Les prix du pétrole ont atteint mardi leur plus haut niveau depuis quatre semaines, alors que la reprise des hostilités entre les États-Unis et l’Iran a ravivé les inquiétudes concernant les approvisionnements énergétiques transitant par le détroit d’Ormuz.
Les contrats à terme sur le Brent ont progressé de 2,74 dollars, soit 3,29 %, à 86,04 dollars le baril à 07h51 GMT, tandis que le pétrole américain West Texas Intermediate (WTI) gagnait 2,21 dollars, soit 2,83 %, à 80,35 dollars le baril.
Le Brent a atteint son niveau le plus élevé depuis le 12 juin et le WTI son plus haut depuis le 16 juin. Les États-Unis et l’Iran avaient signé un protocole d’accord visant à mettre fin au conflit le 17 juin.
Les marchés réévaluent les risques géopolitiques
« Malgré la signature du protocole d’accord et la conclusion d’un accord, celui-ci n’a même pas duré quelques semaines. C’est cette inquiétude que le marché tente actuellement d’intégrer dans les prix », a déclaré l’analyste d’ANZ Soni Kumari.
« Nous pensons que le pic de l’escalade est désormais derrière nous, mais il existe des risques de hausse pour les prix du pétrole si ces perturbations se poursuivent, ce qui maintiendrait les cours dans une fourchette de 85 à 90 dollars. »

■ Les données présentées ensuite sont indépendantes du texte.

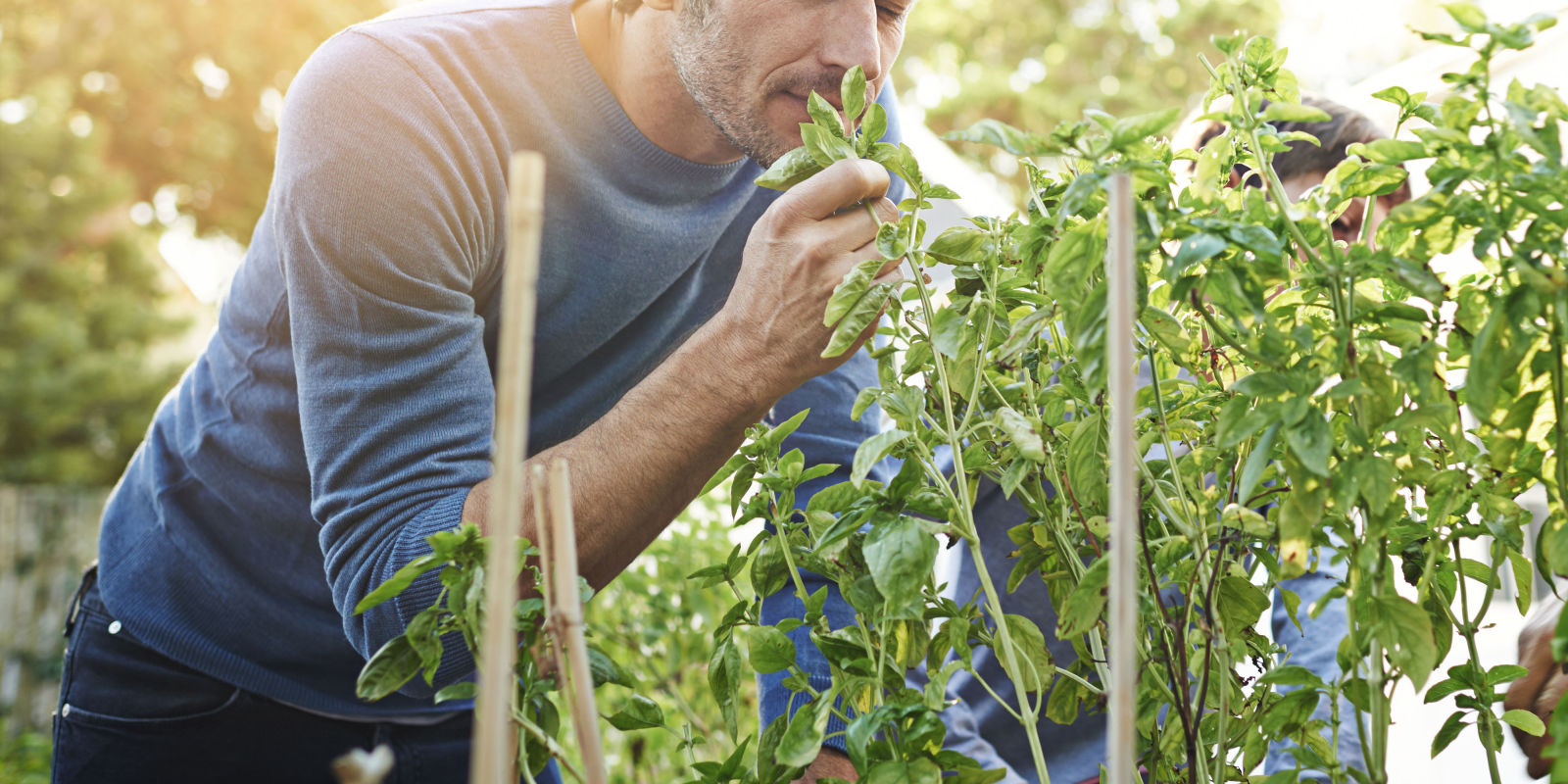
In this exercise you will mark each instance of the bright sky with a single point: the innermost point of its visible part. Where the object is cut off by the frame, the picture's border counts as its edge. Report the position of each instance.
(1338, 43)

Les tensions se sont de nouveau intensifiées cette semaine après que le président américain Donald Trump a rétabli un blocus naval visant les expéditions iraniennes et proposé une taxe de 20 % pour protéger les navires commerciaux transitant par le détroit d’Ormuz.
Cette voie maritime stratégique assure le passage d’environ 20 % des exportations mondiales quotidiennes de pétrole et de gaz naturel liquéfié.
Les perturbations du transport maritime alimentent les inquiétudes
Le ministère de la Défense des Émirats arabes unis a indiqué que deux pétroliers émiratis avaient été touchés par des missiles de croisière iraniens dans les eaux territoriales d’Oman, dans la voie de navigation sud du détroit d’Ormuz. L’attaque a fait un mort parmi les membres d’équipage indiens et huit blessés.
Les données sur le transport maritime montrent également que le nombre de pétroliers empruntant le détroit d’Ormuz est tombé à son niveau le plus bas depuis deux mois.
Dans une note, Citi estime que la probabilité que l’Iran abandonne le protocole d’accord avant les élections américaines de mi-mandat a augmenté, un scénario qui pourrait maintenir les prix du pétrole à des niveaux élevés pendant une période prolongée.
Malgré les tensions, le ministre iranien du Pétrole Mohsen Paknejad a indiqué sur son compte Telegram officiel que les exportations pétrolières du pays se poursuivaient normalement malgré la suppression récente d’une dérogation américaine de 60 jours sur les sanctions pétrolières.
Les risques régionaux continuent de soutenir les cours du pétrole
Par ailleurs, les rebelles houthis du Yémen ont lancé des missiles contre l’Arabie saoudite après avoir accusé le royaume d’avoir bombardé un aéroport sous leur contrôle.
« Si les Houthis étendent leurs attaques aux produits pétroliers saoudiens en mer Rouge, cela pourrait créer de nouvelles incertitudes sur les flux de pétrole brut provenant de la région », a déclaré Simon Wong, gestionnaire de portefeuille chez Gabelli Funds.
En parallèle, les importations chinoises de pétrole brut ont chuté de 41,3 % en juin, atteignant leur plus bas niveau depuis près de dix ans. L’activité des raffineries est tombée à son plus faible niveau depuis une décennie en raison de la faiblesse de la demande intérieure et des restrictions sur les exportations de produits raffinés.